Our early Presidents took on solemn responsibilities for our nation. John Adams was abroad when the Constitution was written, serving as our Minister to Great Britain. George Washington and James Madison were the only two Presidents to sign the Constitution at the Convention.[3]


There was another side to our Presidents. The article, “99 Fun Facts about U. S. Presidents,” lists some colorful experiences.[4] Consider these few.


  • George Washington never lived in the White House. The capital was located in Philadelphia and other cities when Washington was president. He is also the only president who didn’t represent a political party.
  • “Lincoln Logs” are named after Abraham Lincoln and the log cabin where he was born. John Lloyd Wright, son of famous architect Francis Lloyd Wright, invented them.
  • Thomas Jefferson and John Adams once traveled to Stratford-upon-Avon to visit Shakespeare’s birthplace. While there, they took a knife to one of Shakespeare’s chairs so they could take home some wood chips as souvenirs.
  • James Madison and Thomas Jefferson were once arrested together for taking a carriage ride in the countryside of Vermont on a Sunday, which violated the laws of that state.
  • President Grover Cleveland (1837-1908) is the only president (so far) to be elected to two non-consecutive terms. He was the 22nd and 24th president.
  • James Buchanan, the only bachelor president, quietly but consistently bought slaves in Washington, D.C., and then set them free in Pennsylvania.
  • Six presidents were named James: Madison, Monroe, Polk, Buchanan, Garfield, and Carter. Jimmy Carter was the first President to be born in a hospital.

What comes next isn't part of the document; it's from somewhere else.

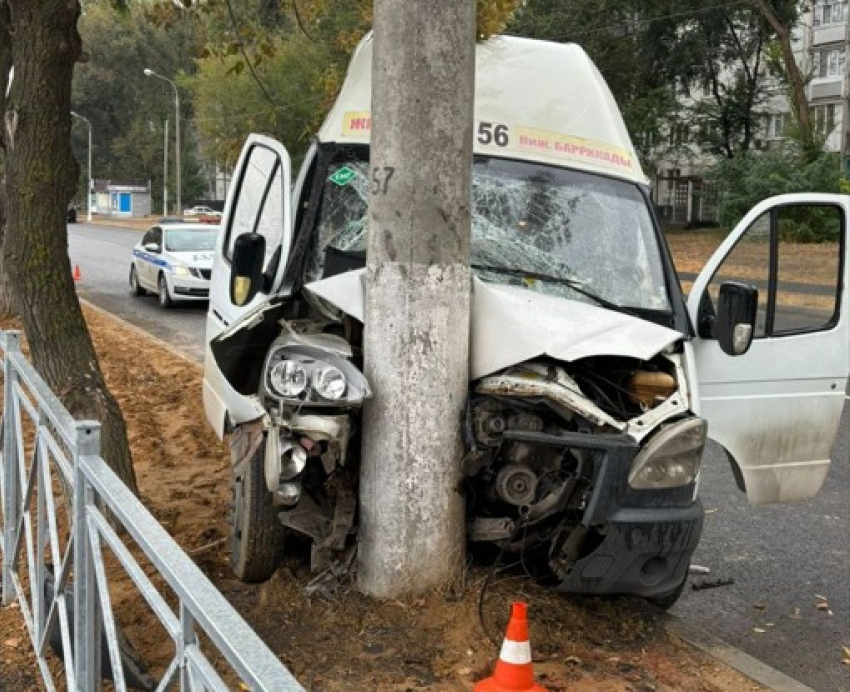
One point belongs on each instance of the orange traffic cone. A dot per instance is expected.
(513, 672)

Presidents have been men of influence and example throughout our history. That is why they were elected to the high office. Their influence reminds us of our spheres of influence. We may never make it to the Oval Office, but we have areas of influence in our lives. Paul reminded the young man, Timothy, of his responsibility to influence those around him in 1 Timothy 4:12 (NKJV):

Let no one despise your youth, but be an example to the believers in word, in conduct, in love, in spirit, in faith, in purity.


The power of example is valid for Presidents, preachers, and all of us.


Let’s Keep The Light of Godly Example Burning!

[1] “Presidents’ Day,”, December 21, 2021.

[2] “Thomas Jefferson and the Constitutional Convention,” Thomas Jefferson & the Constitutional Convention |

[3] “Fascinating Facts about the U.S. Constitution,” Constitution Day Materials, US Constitution, Pocket Constitution Book, Declaration of Independence, Bill of Rights (

[4]  Karin Lehnardt, “99 Fun Facts about U. S. Presidents,” 99 Fun Facts about U.S. Presidents |, September 17, 2016.